A former Pfizer headquarters project prompted evacuations after two columns buckled, as an engineer said many construction defects are fixed before collapse.

Sofia Marchetti

By Sofia Marchetti · World Affairs Correspondent

3 min read

Column buckling at Midtown conversion puts focus on office-to-housing work
Photo: Fortune

Two buckling support columns at a Midtown Manhattan office-to-residential project triggered evacuations and emergency work this week, Fortune reported. The incident matters because New York is pushing ahead with a large wave of office conversions as developers try to turn obsolete workspace into housing.
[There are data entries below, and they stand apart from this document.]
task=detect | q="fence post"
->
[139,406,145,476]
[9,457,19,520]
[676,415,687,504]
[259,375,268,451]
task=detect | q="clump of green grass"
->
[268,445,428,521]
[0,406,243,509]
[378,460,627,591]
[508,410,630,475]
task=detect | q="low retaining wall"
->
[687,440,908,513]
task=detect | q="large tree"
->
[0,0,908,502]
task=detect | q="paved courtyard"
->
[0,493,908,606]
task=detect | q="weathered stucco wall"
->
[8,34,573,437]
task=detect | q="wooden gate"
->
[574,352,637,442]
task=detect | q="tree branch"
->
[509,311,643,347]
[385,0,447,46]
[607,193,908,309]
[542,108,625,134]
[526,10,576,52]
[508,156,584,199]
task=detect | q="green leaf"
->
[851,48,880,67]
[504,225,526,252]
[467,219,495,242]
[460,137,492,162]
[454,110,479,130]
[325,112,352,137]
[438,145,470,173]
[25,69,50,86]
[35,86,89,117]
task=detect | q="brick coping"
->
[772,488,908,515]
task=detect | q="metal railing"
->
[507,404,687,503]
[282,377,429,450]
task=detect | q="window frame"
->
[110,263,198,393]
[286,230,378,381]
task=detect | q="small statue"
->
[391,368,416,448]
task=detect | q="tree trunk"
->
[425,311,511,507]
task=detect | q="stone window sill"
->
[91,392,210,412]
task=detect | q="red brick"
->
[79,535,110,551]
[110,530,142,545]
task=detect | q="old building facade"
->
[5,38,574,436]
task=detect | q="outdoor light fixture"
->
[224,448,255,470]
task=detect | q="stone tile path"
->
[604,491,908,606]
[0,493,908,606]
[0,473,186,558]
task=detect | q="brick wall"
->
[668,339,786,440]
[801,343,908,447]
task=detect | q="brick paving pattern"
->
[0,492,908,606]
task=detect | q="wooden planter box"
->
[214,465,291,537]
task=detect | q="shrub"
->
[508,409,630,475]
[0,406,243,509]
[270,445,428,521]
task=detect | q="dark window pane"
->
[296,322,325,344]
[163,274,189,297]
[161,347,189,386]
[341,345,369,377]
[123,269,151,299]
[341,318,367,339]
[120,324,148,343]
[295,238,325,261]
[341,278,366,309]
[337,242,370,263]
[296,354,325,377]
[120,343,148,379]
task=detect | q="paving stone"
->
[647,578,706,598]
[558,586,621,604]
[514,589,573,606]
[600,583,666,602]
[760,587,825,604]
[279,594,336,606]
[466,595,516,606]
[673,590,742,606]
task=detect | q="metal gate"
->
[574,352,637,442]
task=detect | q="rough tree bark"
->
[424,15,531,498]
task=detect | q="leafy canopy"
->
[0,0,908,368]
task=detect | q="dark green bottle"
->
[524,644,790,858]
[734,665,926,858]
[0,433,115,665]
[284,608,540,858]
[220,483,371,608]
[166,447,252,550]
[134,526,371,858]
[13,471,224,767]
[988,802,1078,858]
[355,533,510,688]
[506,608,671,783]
The building is 235 East 42nd Street, the former Pfizer world headquarters, according to Fortune. The 33-story tower, built in 1960, is being converted with neighboring 219 East 42nd Street by Metro Loft and David Werner Real Estate Investments into about 1,600 apartments, Fortune reported, calling it the largest office-to-residential conversion in U.S. history.

Fortune reported that the FDNY received calls Tuesday morning about bricks falling from the building. Inspectors found two columns bending out of shape on the 21st floor, with floors sagging as high as the 26th floor, according to Fortune.

Nine nearby buildings were evacuated, Fortune reported. Officials also created a restricted area from First Avenue to Third Avenue, and crews began installing emergency shoring by Tuesday night, according to Fortune. No injuries were reported.

Engineer points to load, not steel quality

Joseph Di Pompeo, a forensic and structural engineer with more than 25 years of experience, told Fortune the failure shown in images and video did not appear to fit an explanation centered on the quality of the steel. Fortune reported that the FDNY had first raised steel quality at a press conference.

Di Pompeo told Fortune that column buckling is controlled by two factors: the unsupported length of the column and the amount of weight placed on it. In his view, Fortune reported, the likely causes were either an engineering calculation that did not fully account for added construction loads or a construction sequence that temporarily put too much weight on the columns.

Metro Loft founder Nathan Berman gave a similar account to The Wall Street Journal, according to Fortune. Berman said added weight during work at the top of the building likely caused the two columns to buckle, and he characterized the episode as a construction mishap and a rare accident.

Berman also told reporters, according to Fortune, that the broader project was well engineered and well executed except for the two columns that could not carry the load. He said the problem was confined to a small part of one building, Fortune reported.

Conversions are accelerating across New York

The site had received seven New York City Department of Buildings violations and about $15,000 in fines over the past year for falling debris, Fortune reported. Di Pompeo told Fortune he was doubtful those citations explained the column failure, saying loose-debris violations generally differ from structural buckling problems.

Fortune reported that New York had converted nearly 80 office buildings into housing over the two decades before 2023, with about 200 more buildings seen as possible candidates. The pipeline has since expanded, according to Fortune, with developers expected to begin 9.5 million square feet of office-to-residential conversions in 2026, more than twice the prior year’s pace and close to double the city’s 2008 peak.

New York leads U.S. metro areas with more than 16,000 units now in conversion, Fortune reported. Goldman Sachs estimated in 2024 that office prices would need to fall by nearly 50% for conversions to work financially at scale, according to Fortune, while one commercial real estate veteran told Fortune that 30% of office buildings are worth little and may have to be demolished rather than converted.

Di Pompeo told Fortune that construction problems occur often, though most do not become public because crews repair them before a collapse or serious incident. The Midtown case drew attention because falling material, evacuations and visible structural distress brought the work into public view.

This story draws on original reporting from Fortune.